I believe your princess is in another castle.
It's not unexpected when they tell you to include it on every page:
As was in their docs ages ago and still now: https://stripe.com/docs/js
>Including Stripe.js >Include the Stripe.js script on each page of your site—it should always be loaded directly from https://js.stripe.com, rather than included in a bundle or hosted yourself.
>To best leverage Stripe’s advanced fraud functionality, include this script on every page, not just the checkout page. This allows Stripe to detect anomalous behavior that may be indicative of fraud as customers browse your website.
... they are asking you to enable them to track your user's interaction with your entire website.
Good chance I'm missing something, or there's some kind of protections in place around this.

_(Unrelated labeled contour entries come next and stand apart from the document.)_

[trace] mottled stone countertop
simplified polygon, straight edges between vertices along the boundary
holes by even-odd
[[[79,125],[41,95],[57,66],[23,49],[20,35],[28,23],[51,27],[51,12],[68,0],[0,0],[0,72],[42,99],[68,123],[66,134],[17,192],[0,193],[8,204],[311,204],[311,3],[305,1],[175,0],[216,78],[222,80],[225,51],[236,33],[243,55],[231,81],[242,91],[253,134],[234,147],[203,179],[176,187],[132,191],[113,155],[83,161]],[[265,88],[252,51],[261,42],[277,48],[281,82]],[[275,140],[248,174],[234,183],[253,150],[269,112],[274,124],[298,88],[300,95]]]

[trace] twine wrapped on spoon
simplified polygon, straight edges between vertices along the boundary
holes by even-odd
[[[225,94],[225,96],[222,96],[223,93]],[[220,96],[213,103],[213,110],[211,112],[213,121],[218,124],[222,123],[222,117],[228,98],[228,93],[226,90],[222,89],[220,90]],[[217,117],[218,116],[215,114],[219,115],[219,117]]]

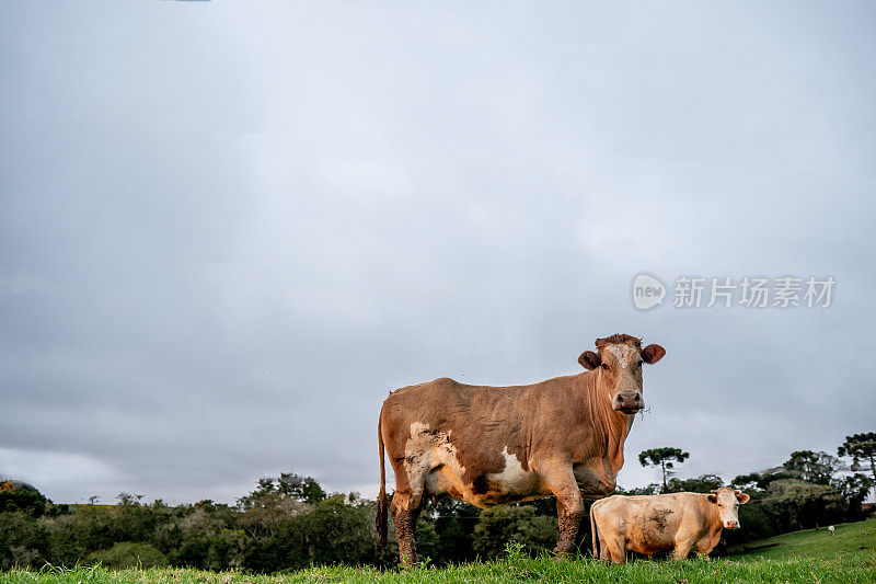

https://developer.mozilla.org/en-US/docs/Web/HTML/Element/if...
Main app
My sandboxed iframe
Stripe's iframe
So managing all the bubbling up and down of messages felt like it was going to be complicated. Limiting Stripe to a single page and forcing the new HTTP requests to unload it is a bit hackier, but is really simple to implement. You can see it in the blog post - I only had to add ~5 lines of extra code to my app to make it work.> To best leverage Stripe’s advanced fraud functionality, include this script on every page, not just the checkout page. This allows Stripe to detect anomalous behavior that may be indicative of fraud as customers browse your website.
I put together a proof-of-concept using a 'same-domain frame', no secondary domains or apps. The idea is separation over security, so you can unload without any side hustle. Tho without a second domain you're relying on Stripe being as trustworthy as they are, and not looking to actively undermine your sandboxing attempts [which I think is ok - we embedded their library in the first place].